Hi! Friendly food study reader/egg evangelist checking in.
Egg cholesterol has a very limited affect on blood cholesterol. Most studies have found that moderate consumption of eggs (4-6 per week) has no affect on blood cholesterol at all.
Some studies find that moderate consumption of eggs is good for a few other heart factors such as blood pressure.
A few have found that some individuals are more sensitive to food-sources of cholesterol, and see a slight raise in LDL and total cholesterol from egg consumption. In this case, there is an accompanying shift from small dense LDL particles (the worst) to larger, more fluffy LDL particles (slightly better), so the jury is still out on whether eggs are a problem in this case.
Another study found that eating two eggs a day significantly raises HDL (good) cholesterol.
Omega-3 enriched and pastured eggs reduce blood triglycerides. This is probably not relevant to store-bought mayo but in case you also happen to like eggs, it's good to know.
All of the cholesterol in the egg is found in the yolk. The yolk also contains most of the happy healthy nutrients that eggs are chock full of, including Lutein and Zeaxanthin (great for your eye health) and Choline, which is great for your brain and thought to be helpful to prevent or fight fatty liver disease.
The amount of saturated and trans fats you eat have a much stronger affect on your cholesterol levels. If you're going to blame mayo, blame the oil, not the eggs.
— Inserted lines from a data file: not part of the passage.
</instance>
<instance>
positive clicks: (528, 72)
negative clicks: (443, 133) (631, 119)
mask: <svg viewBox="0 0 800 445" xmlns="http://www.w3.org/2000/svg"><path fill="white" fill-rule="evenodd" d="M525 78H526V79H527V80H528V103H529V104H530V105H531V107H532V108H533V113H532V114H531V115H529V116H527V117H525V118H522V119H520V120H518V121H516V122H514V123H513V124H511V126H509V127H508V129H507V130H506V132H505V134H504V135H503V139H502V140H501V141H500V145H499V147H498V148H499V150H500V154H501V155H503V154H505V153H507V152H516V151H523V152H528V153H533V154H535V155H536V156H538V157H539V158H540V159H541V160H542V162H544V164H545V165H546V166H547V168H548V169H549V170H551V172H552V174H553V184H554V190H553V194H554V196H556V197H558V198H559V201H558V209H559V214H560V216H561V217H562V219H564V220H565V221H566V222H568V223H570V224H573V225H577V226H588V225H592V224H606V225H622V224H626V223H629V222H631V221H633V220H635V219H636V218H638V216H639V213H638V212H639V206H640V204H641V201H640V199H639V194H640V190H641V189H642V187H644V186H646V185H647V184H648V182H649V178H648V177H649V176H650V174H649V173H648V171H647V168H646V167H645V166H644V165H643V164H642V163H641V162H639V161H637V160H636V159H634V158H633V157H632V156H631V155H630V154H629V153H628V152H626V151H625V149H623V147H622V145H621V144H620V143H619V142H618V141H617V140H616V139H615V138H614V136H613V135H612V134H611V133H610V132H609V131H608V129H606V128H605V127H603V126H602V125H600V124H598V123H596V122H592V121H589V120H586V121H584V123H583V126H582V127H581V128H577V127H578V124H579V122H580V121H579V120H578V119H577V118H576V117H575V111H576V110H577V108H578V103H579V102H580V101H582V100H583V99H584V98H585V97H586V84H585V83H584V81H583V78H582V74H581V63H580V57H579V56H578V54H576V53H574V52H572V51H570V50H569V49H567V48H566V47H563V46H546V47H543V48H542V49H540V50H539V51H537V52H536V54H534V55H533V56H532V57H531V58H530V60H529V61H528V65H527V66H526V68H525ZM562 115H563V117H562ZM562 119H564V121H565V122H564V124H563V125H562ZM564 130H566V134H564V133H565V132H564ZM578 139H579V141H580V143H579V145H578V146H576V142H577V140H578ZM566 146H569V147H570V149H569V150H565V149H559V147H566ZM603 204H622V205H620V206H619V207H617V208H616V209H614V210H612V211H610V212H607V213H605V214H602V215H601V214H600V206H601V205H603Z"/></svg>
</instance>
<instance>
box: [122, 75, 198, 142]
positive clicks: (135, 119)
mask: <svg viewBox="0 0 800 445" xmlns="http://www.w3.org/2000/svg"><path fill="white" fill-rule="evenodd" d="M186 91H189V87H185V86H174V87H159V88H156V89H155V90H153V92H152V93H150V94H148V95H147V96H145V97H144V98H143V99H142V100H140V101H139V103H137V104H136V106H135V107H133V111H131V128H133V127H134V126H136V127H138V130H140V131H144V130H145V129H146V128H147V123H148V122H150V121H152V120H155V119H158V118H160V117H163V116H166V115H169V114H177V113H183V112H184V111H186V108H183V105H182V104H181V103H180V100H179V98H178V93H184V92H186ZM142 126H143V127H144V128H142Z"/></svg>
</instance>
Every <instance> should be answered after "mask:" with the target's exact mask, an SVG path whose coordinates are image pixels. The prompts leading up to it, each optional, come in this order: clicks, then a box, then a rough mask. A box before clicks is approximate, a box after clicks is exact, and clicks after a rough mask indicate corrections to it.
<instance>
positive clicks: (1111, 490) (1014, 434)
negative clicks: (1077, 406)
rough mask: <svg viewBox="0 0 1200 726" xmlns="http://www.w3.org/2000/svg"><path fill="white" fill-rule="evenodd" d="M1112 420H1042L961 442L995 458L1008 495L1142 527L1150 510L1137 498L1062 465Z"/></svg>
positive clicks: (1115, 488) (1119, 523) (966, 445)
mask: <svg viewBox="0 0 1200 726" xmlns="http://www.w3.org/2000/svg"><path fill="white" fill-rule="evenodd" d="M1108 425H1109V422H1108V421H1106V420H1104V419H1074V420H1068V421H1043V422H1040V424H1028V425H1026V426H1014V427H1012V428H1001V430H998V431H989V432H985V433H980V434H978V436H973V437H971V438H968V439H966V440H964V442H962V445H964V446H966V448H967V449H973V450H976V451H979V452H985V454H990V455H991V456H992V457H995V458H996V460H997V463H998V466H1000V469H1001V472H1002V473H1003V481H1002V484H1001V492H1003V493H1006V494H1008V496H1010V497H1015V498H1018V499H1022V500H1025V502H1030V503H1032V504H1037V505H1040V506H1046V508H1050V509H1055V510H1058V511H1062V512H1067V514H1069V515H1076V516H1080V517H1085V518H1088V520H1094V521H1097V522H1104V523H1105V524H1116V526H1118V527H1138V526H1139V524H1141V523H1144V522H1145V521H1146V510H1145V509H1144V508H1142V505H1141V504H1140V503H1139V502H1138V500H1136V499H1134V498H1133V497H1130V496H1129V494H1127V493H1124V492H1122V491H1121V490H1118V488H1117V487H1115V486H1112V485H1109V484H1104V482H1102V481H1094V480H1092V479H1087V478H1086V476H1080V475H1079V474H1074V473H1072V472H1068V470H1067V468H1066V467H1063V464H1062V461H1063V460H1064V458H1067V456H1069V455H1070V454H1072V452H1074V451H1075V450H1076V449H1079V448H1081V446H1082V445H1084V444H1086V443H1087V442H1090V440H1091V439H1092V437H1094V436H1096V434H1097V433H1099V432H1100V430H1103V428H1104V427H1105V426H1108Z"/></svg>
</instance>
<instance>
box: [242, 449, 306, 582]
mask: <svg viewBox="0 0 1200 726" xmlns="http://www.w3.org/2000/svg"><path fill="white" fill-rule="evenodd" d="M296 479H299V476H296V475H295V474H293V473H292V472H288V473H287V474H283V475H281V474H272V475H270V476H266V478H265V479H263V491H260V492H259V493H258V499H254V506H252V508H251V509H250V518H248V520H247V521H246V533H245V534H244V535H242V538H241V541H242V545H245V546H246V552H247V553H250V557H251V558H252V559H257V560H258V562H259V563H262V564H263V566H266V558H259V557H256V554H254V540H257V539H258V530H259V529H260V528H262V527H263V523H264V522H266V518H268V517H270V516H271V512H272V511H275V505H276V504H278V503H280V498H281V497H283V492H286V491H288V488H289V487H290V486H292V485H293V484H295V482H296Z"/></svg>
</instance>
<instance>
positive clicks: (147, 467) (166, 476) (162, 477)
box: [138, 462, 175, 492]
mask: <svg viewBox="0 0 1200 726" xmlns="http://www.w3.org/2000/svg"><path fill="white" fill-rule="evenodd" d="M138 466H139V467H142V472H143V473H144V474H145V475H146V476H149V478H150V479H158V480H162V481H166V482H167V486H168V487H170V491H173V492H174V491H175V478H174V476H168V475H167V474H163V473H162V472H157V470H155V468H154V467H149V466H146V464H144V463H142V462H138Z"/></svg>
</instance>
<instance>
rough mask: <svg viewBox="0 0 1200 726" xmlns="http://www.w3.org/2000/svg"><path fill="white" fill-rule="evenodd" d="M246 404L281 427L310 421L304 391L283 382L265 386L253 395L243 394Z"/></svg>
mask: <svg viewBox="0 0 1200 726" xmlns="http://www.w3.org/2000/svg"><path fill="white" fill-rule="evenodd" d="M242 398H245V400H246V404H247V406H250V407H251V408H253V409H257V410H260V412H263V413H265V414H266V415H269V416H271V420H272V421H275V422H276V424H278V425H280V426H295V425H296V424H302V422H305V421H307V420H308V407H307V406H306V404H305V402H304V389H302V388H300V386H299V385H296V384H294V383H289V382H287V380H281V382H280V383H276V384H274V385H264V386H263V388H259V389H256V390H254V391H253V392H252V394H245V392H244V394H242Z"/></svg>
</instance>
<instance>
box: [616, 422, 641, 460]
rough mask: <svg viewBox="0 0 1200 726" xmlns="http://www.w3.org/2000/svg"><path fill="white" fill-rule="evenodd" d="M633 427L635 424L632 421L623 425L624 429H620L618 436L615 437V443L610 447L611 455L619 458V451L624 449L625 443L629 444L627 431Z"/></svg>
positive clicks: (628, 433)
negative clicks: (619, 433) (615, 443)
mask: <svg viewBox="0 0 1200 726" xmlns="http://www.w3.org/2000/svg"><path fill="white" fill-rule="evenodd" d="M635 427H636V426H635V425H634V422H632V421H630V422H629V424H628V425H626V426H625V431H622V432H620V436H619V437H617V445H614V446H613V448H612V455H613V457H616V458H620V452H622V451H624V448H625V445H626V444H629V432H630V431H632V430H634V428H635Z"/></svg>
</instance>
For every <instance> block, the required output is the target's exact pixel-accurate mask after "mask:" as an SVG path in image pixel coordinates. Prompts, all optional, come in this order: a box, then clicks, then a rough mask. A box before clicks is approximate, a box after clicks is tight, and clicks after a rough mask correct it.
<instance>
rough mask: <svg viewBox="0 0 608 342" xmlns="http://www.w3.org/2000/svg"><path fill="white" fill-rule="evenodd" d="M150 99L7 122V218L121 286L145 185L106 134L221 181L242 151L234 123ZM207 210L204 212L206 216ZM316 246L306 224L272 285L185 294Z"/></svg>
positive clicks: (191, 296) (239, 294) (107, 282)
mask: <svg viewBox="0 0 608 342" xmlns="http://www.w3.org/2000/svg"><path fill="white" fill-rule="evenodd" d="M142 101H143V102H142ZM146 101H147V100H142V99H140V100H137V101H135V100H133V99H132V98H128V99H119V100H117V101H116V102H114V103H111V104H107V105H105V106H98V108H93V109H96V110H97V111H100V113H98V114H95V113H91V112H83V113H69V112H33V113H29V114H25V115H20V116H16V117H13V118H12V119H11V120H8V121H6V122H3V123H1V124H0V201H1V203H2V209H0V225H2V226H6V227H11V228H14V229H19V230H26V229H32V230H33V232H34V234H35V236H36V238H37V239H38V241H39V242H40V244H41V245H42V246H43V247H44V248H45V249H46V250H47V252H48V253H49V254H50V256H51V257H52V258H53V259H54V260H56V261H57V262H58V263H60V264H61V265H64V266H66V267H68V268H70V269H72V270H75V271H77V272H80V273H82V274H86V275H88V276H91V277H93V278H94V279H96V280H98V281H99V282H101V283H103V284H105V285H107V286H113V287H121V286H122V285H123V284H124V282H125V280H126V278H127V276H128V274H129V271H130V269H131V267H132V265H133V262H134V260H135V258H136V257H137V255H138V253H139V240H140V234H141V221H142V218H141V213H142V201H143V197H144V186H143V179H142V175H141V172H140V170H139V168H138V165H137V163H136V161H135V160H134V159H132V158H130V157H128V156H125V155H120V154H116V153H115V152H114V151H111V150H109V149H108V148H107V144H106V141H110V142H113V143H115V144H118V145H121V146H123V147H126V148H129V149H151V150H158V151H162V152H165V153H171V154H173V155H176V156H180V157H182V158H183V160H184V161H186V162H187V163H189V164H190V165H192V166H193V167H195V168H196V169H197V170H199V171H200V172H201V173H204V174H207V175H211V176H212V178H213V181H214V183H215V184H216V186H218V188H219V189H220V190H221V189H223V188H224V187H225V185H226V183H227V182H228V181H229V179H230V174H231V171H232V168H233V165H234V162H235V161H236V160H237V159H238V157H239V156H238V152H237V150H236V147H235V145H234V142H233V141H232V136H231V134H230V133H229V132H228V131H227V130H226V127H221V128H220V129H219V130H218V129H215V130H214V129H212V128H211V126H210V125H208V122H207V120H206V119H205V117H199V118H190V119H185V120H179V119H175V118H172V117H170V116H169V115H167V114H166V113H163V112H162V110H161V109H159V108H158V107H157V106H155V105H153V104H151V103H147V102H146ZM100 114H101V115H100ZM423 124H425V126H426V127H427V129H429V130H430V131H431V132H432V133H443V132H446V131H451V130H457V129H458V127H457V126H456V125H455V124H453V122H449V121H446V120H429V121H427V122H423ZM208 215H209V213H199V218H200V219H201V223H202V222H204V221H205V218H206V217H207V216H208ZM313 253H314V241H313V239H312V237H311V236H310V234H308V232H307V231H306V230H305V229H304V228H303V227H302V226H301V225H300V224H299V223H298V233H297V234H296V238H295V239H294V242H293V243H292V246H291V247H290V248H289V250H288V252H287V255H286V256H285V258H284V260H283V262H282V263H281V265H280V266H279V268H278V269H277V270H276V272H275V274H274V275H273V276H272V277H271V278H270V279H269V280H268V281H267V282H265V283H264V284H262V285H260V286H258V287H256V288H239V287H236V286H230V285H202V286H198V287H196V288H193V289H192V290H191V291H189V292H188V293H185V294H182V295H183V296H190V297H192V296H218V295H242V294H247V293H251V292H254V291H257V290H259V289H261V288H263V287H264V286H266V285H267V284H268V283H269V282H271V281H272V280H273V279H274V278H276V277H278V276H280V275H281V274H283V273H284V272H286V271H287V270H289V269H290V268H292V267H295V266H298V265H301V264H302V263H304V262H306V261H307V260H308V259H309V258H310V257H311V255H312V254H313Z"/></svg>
Store-bought mayo often has a higher proportion of oil to eggs (which is why it's whiter than home-made, which have a yellow hue from the yolks).
Your liver produces a huge amount of cholesterol every day, so when you take in cholesterol through your diet, your liver just produces a little less to balance it out. Keep in mind that your body needs both types of cholesterol to function -- your liver is not out to kill you. Cholesterol is essential for the creation of hormones, Vitamin D, and enzymes needed for digestion.